The present invention relates to an object recognition system and a method thereof, and more specifically, to an object recognition system and a method thereof, which can recognize an object (e.g., a character, a numeral, a symbol or the like) displayed in an image more effectively using a neural network.
The need for object recognition is growing in various fields.
A representative example is the optical character recognition (OCR) field, and recently, a deep learning method using a neural network is widely used even in the OCR field.
Particularly, a method which allows a neural network (e.g., a deep learning method using a convolution neural network (CNN)), which is a kind of machine learning, to extract features of an object (e.g., a character) through learning and provides a high recognition rate using the features, although a user does not detect the features of the object one by one using the neural network, is widely studied.
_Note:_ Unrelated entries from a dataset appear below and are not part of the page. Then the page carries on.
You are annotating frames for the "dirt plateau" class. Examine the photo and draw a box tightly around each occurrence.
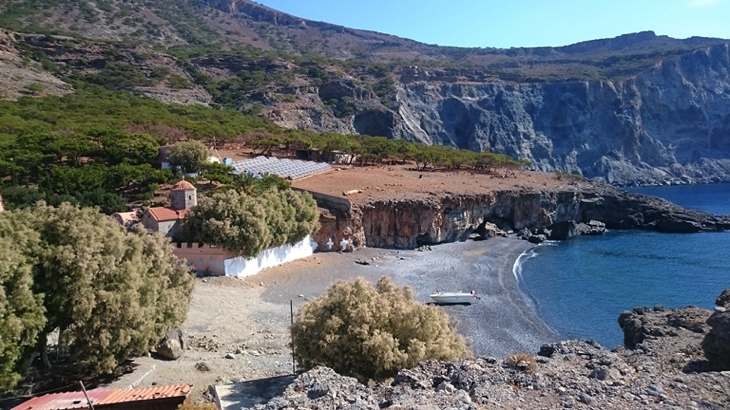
[293,166,730,250]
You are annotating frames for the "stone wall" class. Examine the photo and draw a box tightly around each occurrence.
[172,243,230,276]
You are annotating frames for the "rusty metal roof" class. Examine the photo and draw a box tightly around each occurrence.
[11,384,192,410]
In the object recognition through a neural network, it is known that the neural network may have higher recognition performance when a predetermined preprocessing process is conducted for the neural network to learn the features well.
In the preprocessing process like this, it is desirable to enhance the features of an object to be robust to noise such as lighting, background or the like.
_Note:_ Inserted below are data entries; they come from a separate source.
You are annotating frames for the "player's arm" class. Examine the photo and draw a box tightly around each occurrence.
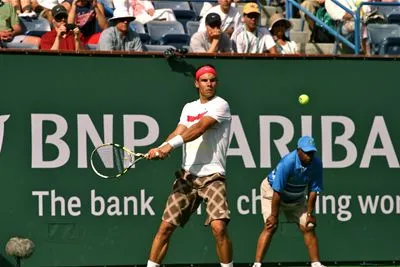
[158,116,217,158]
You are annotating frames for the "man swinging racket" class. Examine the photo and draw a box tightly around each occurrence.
[147,65,233,267]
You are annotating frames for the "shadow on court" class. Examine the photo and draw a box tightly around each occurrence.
[167,56,196,77]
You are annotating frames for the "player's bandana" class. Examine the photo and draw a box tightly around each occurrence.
[196,66,217,80]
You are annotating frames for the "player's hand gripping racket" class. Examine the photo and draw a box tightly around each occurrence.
[90,144,146,178]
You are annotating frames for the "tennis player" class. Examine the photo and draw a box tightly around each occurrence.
[253,136,325,267]
[147,65,233,267]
Although it is widely known that the preprocessing like this uses various filters and/or binarization techniques, such techniques alone may not sufficiently enhance the features of the object.
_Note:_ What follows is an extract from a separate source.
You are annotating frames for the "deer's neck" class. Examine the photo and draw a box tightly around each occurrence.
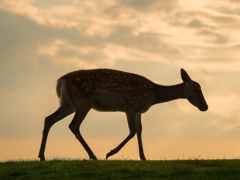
[153,83,186,104]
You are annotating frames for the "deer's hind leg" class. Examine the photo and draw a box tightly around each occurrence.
[69,102,97,160]
[38,103,74,161]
Accordingly, a method capable of enhancing object recognition performance by more effectively enhancing the features of an object is required.
(Patent Document 1) Korean Laid-Open Patent No. 10-2015-0099116 “Color character recognition method and device using OCR”
Therefore, the present invention has been made in view of the above problems, and it is an object of the present invention to provide a method and a system for enhancing object recognition performance by generating a plurality of input information that can enhance features of an object and utilizing the generated input information for object recognition.
To accomplish the above object, according to one aspect of the present invention, there is provided an object recognition system comprising: a preprocessing module for generating a first image, in which features of an object displayed in an original image to be recognized are enhanced in a first method on the basis of the original image, and a second image generated on the basis of the original image, in which the features of the object are enhanced in a second method; and a neural network module trained to receive the first image and the second image generated by the preprocessing module and output a result of recognizing the object.
The first image may be an image having a difference value between a predetermined pixel based on the original image and an adjacent pixel in a first direction of the pixel as a pixel value, and the second image may be an image having a difference value between a predetermined pixel based on the original image and an adjacent pixel in a second direction of the pixel as a pixel value.
The first direction is an x-axis direction, and the second direction is a y-axis direction.
The preprocessing module generates an input image by stitching the first image and the second image in a predetermined direction, and the neural network module receives the input image.
An object recognition system according to another embodiment includes: a preprocessing module for generating a first image generated from an original image to be recognized and having a difference value of an adjacent pixel in an x-axis direction as a pixel value, and a second image generated from the original image and having a difference value of an adjacent pixel in a y-axis direction as a pixel value, and generating an input image by stitching the generated first image and second image; and a neural network module trained to receive the input image generated by the preprocessing module and output a result of recognizing the object displayed in the original image.
An object recognition method according to the spirit of the present invention includes the steps of: generating a first image, in which features of an object displayed in an original image to be recognized are enhanced in a first method on the basis of the original image, and a second image generated on the basis of the original image, in which the features of the object are enhanced in a second method, by an recognition system; and receiving the generated first image and second image and outputting a result of recognizing the object, by a neural network included in the recognition system.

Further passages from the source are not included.